Following my earlier blog “Data is the new Oil”, let me share a few thoughts on the other side or rather ‘the darker side’ of Predictive Modelling and Data Science projects – The challenges faced in practicing data sciences from an organizational perspective. The challenges are so tainted that the famous dialogue from The Dark Knight – “When an unstoppable force meets an immovable object” holds just about right. Let’s dig in to see what they are.
The stake holders are bewildered by the plethora of data coming in all formats and in enormous volumes. Predictive analytics can generate significant improvements in efficiency, decision making, and ROI. But Predictive analytics isn’t always successful and in all likelihood, the majority of models are never used operationally. The most common reasons are –
- Obstacles in Management
- Obstacles in Data
- Obstacles in Modelling
Obstacles in Management:
To be able to make the most of it, predictive models have to be deployed. Often, Deployment in of itself requires significant shift in resources for an organization and therefore the project often needs support from management to make the transition from Research and Development to operational solution. If the program management is not a champion of the predictive modelling project, and the resulting models perfectly good models will go unused due to lack of resources and lack of political will to attain those resources. Companied fear this and many (good) models
Obstacles with Data:
Predictive models require data in the form of a single table or flat file containing rows and columns. 2d data. If the data is stored in transactional databases case need not be identified to join the data from the data sources to form the single view or table. Projects can fail before they even begin if the keys does not exist in the table needed to build the data. Even if the data can be joined into a single table if the primary inputs or outputs are not populated sufficiently or consistently that data becomes meaningless. For example, consider a customer acquisition model. Predictive models need examples of customers who were contacted and did not respond as well as those who were contacted and did respond. If active customers are stored in one table and marketing contacts (leads) in a separate table, several problems thwart modelling efforts. First, unless customer tables include the campaign they were acquired from, it may be impossible to reconstruct the list of leads in a campaign along with the label that the lead responded or did not respond to the contact.

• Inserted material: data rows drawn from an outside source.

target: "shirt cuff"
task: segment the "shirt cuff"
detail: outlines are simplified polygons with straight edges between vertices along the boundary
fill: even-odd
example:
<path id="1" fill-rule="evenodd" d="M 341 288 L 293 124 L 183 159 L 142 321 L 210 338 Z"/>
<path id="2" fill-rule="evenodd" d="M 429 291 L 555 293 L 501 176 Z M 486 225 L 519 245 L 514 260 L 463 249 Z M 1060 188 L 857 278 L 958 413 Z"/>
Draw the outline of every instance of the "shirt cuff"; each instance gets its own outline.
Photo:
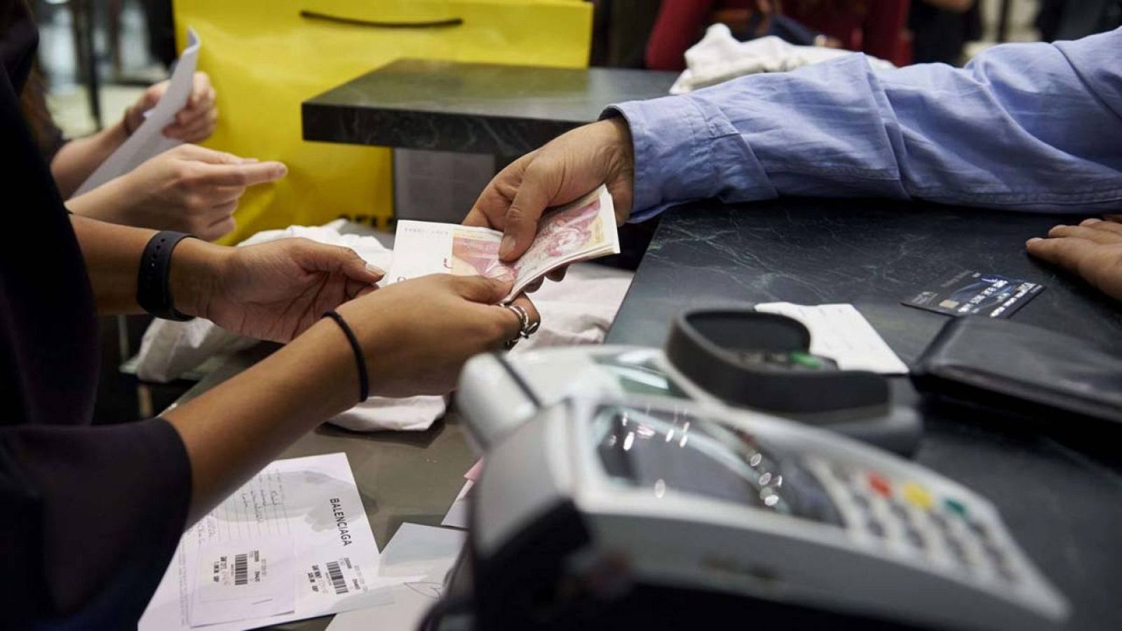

The measures taken to overcome the obstacles with data is where 60-70% of the time and effort goes in to the modelling. As the data that goes into the modelling needs great detailing, even if the data has been scrubbed and cleaned from a database or a data warehouse, it may never have been examined from a modelling standpoint. Few issues associated with this are enlisted:
- Incorrect data values
- Inconsistency in data formats
- Outliers
- Missing Values
- Derived attributes
- Skewness
Every one of these can cause a major damage to a good model. Hence there are treated under zero tolerance category.
Obstacles with Modeling:
Perhaps the biggest obstacle to building predictive models from the analyst’s perspective is OVERFITTING, meaning that the model is too complex essentially memorizing the training data. The effect of overfitting is twofold. The model performs poorly on new data and the interpretation of the model is unreliable. If care is not taken in the experimental design of the predictive models, the extent of model overfit is not known until the model has already been deployed and begins to fail.
A second one occurs when analysts become too ambitious in the kind of model that can be built with available data and in the time frame allotted. If they try to hit a home run and cannot completer the model in the timeframe, no model will be deployed at all. Often a better strategy is to build a simpler model first to ensure a model of some value will be ready for development. A model can be augmented, and improved later if time permits.
I would elaborate on some of the methodologies that are widely adopted and employed to treat these issues and mitigate the effect it can have on a model in my upcoming blog posts.